Because it may be dispositive in this case, the court intends to address the issue of forum non conveniens before reaching any alternative ground for dismissal. Under the circumstances, the court finds that permitting Vivendi to engage in extensive discovery would pose an undue burden on DT Defendants. Vivendi may, however, pursue discovery that is narrowly tailored to the question of forum non conveniens — i.e. the events and evidence in the United States implicated by this dispute.
The court therefore does not reach the parties' dispute concerning jurisdictional discovery at this time.
Under the doctrine of forum non conveniens, the court will consider, inter alia, the physical location of evidence and witnesses, and local interest in the controversy. See Gulf Oil v. Gilbert, 330 U.S. 501, 508-09 (1947).

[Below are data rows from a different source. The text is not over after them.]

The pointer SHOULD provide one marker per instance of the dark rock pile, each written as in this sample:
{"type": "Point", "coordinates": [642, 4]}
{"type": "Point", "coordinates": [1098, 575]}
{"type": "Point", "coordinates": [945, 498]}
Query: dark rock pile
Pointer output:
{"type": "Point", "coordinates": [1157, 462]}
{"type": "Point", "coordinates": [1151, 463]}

By way of further direction to the parties, the court outlines the scope of permissible discovery as follows. In its most recent submission to the court, Vivendi proposes an amended request for production of documents. See Supp. Opp'n, Rohde Decl., Ex. A (Second RFP) (Dkt. # 39). While Vivendi's amended request continues to be overbroad, the court identifies the following requests as appropriately tailored to the question of forum non conveniens: 1(a), 1(d), and 1(e). The court directs DT Defendants to respond to or produce materials pursuant to these three requests by May 17, 2007. The court otherwise stays all discovery.
In light of the court's order permitting Vivendi limited discovery, the court strikes the parties' stipulated deadline of April 19, 2007 for DT Defendants to answer or move to dismiss the complaint and sets a new deadline of May 17, 2007.
IV. CONCLUSION
For the reasons stated above, the court GRANTS in part and DENIES in part DT Defendants' motion for a protective order (Dkt. # 26). Vivendi may propound the limited discovery described above. The court sets a new deadline of May 17, 2007 for DT Defendants to answer or move to dismiss Vivendi's complaint.